The operating status of an enterprise is disclosed periodically in a financial statement. As a result, investors
usually only get information about the financial distress a company may be in after the formal financial
statement has been published. If company executives intentionally package financial statements with
the purpose of hiding the actual status of the company, then investors will have even less chance of
obtaining the real financial information. For example, a company can manipulate its current ratio by
up to 200% so that its liquidity deficiency will not show up as a financial distress in the short run. To
improve the accuracy of the financial distress prediction model, this paper adopted the operating rules
of the Taiwan stock exchange corporation (TSEC) which were violated by those companies that were subsequently
stopped and suspended, as the range of the analysis of this research. In addition, this paper also
used financial ratios, other non-financial ratios, and factor analysis to extract adaptable variables. Moreover,
the artificial neural network (ANN) and data mining (DM) techniques were used to construct the
financial distress prediction model. The empirical experiment with a total of 37 ratios and 68 listed companies
as the initial samples obtained a satisfactory result, which testifies for the feasibility and validity
of our proposed methods for the financial distress prediction of listed companies.
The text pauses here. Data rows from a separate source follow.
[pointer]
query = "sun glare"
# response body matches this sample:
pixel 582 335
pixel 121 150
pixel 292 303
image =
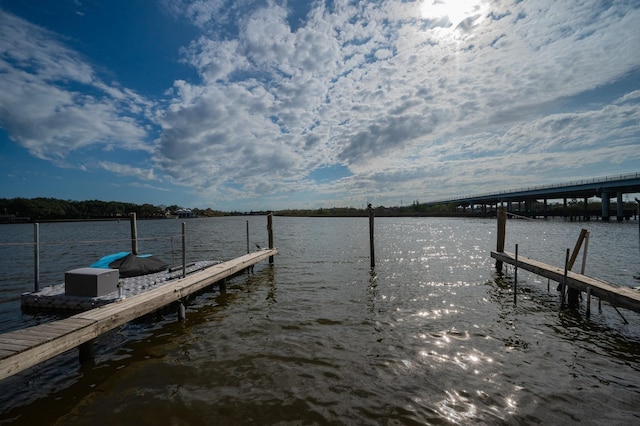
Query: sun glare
pixel 454 11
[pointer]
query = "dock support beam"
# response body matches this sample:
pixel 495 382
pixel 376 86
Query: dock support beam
pixel 502 228
pixel 36 256
pixel 372 249
pixel 619 207
pixel 586 209
pixel 184 250
pixel 270 232
pixel 85 353
pixel 134 233
pixel 605 206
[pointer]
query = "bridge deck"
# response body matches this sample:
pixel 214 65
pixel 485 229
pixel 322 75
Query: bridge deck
pixel 25 348
pixel 623 297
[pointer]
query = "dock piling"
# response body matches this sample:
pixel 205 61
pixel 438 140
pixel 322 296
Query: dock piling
pixel 184 250
pixel 36 257
pixel 372 250
pixel 515 279
pixel 502 227
pixel 564 279
pixel 134 233
pixel 182 312
pixel 270 232
pixel 85 353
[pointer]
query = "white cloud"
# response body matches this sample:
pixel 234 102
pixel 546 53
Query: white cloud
pixel 51 101
pixel 412 101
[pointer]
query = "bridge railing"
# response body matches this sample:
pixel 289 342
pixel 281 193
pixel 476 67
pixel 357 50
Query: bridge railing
pixel 541 187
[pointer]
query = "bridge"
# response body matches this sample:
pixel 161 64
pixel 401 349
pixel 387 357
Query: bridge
pixel 604 188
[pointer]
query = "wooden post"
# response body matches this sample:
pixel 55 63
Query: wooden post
pixel 182 312
pixel 638 219
pixel 573 295
pixel 584 253
pixel 564 278
pixel 502 227
pixel 576 249
pixel 134 233
pixel 85 353
pixel 372 246
pixel 184 250
pixel 270 232
pixel 515 278
pixel 36 257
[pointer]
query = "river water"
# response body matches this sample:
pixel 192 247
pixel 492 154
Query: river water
pixel 430 336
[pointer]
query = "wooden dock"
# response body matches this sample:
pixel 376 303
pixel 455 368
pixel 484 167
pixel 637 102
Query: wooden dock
pixel 623 297
pixel 25 348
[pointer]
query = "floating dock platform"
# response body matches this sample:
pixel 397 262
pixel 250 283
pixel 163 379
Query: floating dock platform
pixel 27 347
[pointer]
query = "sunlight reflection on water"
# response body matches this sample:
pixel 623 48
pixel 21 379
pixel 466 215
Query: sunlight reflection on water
pixel 430 336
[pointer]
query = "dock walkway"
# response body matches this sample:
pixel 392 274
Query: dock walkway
pixel 25 348
pixel 623 297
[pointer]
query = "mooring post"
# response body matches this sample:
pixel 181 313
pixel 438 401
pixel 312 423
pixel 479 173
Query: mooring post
pixel 270 232
pixel 638 219
pixel 184 250
pixel 182 312
pixel 564 278
pixel 36 257
pixel 573 295
pixel 502 227
pixel 372 249
pixel 85 353
pixel 584 253
pixel 515 278
pixel 134 233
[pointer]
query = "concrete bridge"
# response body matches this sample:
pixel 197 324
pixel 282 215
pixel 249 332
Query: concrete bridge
pixel 604 188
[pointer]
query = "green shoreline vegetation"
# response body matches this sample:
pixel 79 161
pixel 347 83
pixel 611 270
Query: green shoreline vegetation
pixel 25 210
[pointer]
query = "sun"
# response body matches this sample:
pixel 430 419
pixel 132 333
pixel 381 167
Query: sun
pixel 451 13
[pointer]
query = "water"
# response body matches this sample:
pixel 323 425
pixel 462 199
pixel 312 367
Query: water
pixel 431 337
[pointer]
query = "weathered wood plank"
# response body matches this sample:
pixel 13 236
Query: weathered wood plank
pixel 623 297
pixel 21 349
pixel 39 353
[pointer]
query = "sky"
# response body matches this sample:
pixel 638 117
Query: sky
pixel 267 105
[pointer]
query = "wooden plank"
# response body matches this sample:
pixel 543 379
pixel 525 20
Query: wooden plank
pixel 5 353
pixel 25 348
pixel 623 297
pixel 39 353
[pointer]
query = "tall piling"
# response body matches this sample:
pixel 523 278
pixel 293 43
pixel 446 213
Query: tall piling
pixel 270 232
pixel 36 257
pixel 134 233
pixel 502 229
pixel 372 250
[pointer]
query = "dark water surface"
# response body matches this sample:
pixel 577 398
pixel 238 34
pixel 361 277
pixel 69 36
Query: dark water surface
pixel 430 337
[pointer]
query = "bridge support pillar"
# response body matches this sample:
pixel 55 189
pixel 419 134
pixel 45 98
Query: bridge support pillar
pixel 619 207
pixel 605 206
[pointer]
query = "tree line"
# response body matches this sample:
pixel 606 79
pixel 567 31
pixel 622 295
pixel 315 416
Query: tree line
pixel 43 209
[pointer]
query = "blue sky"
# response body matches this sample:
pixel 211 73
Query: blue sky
pixel 254 105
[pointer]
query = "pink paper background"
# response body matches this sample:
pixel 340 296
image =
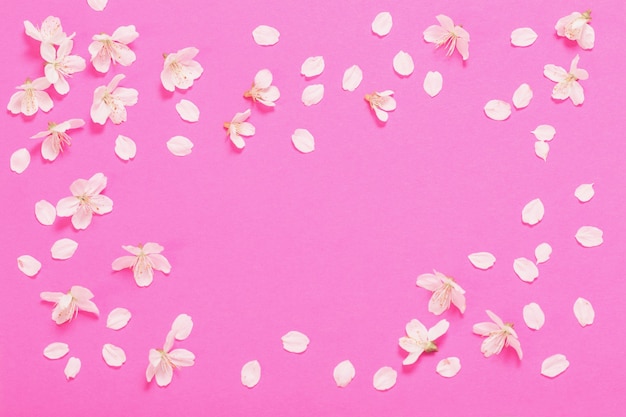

This paper makes four critical contributions: (1) The more factor analysis we used, the less accuracy we
obtained by the ANN and DM approach. (2) The closer we get to the actual occurrence of financial distress,
the higher the accuracy we obtain, with an 82.14% correct percentage for two seasons prior to
the occurrence of financial distress. (3) Our empirical results show that factor analysis increases the error
of classifying companies that are in a financial crisis as normal companies. (4) By developing a financial
distress prediction model, the ANN approach obtains better prediction accuracy than the DM clustering
approach. Therefore, this paper proposes that the artificial intelligent (AI) approach could be a more suitable
methodology than traditional statistics for predicting the potential financial distress of a company.